WORLDCOM RETHINKS WIRELESS: WorldCom Inc. has quietly decided to pull the plug on its ailing wireless unit, the San Francisco Chronicle reported. In a letter to some key sales agents, the company said it plans to stop signing up new customers in coming months. "Unfortunately, the company has decided that the wireless resale business is not consistent with its core strategic business interests, and that WorldCom Wireless will not be playing a role in the company's long-term plans," said the May 15 letter, signed by the firm's general counsel. WorldCom declined to comment on the letter.
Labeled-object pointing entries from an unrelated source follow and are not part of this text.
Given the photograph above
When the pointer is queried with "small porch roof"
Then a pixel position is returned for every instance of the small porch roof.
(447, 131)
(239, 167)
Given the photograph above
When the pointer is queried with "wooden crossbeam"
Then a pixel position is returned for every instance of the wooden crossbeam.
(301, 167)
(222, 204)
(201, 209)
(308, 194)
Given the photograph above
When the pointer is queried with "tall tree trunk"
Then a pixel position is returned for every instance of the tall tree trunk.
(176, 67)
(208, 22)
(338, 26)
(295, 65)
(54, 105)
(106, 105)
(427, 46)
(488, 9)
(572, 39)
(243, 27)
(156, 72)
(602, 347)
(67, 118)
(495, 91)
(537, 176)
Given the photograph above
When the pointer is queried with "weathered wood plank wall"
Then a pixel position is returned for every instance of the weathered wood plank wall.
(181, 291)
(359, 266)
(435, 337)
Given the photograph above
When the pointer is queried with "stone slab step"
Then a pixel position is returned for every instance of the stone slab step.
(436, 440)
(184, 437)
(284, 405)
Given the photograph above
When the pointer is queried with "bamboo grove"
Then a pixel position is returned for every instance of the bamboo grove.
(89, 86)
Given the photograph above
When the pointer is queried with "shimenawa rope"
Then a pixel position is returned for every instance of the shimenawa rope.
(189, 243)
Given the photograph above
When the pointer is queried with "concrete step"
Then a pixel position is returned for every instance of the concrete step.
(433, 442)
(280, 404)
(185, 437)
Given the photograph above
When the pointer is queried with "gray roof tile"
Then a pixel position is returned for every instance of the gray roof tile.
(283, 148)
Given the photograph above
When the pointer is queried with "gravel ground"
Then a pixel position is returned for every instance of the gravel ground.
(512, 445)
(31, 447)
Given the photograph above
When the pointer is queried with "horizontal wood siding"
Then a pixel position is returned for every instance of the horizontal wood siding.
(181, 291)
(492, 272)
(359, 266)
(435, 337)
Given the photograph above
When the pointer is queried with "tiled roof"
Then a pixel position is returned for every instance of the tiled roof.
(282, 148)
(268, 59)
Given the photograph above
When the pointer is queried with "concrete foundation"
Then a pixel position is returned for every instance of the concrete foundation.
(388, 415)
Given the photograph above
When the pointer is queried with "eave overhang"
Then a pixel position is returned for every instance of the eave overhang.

The company has roughly 1.7-million subscribers nationwide.

NORTEL RETRENCHES: Nortel Networks Corp. will cut 3,500 jobs and may sell its optical-components business to pare costs. Nortel now expects its work force to bottom out at 42,000. The latest job cuts will result in charges of about $600-million, mainly in the second and third quarters. These charges are in addition to the expected second-quarter charge of about $150-million for previous job cuts. The telephone equipment company said the measures will help reduce the amount of quarterly sales it needs to break even, to $3.2-billion from $3.5 billion. Shares of Nortel fell 17 cents to $2.35.

EVICTION AT TAMPA PORT: The Tampa Port Authority has taken possession of the former Winner Metals scrap recycling operation at Hooker's Point in an eviction proceeding. The authority plans to remarket the 14-acre site near Berth 219 to other tenants. Winner Metals missed a court-imposed deadline to come up with $315,000 in missed rent and other fees. Officials with Winner could not be reached for comment.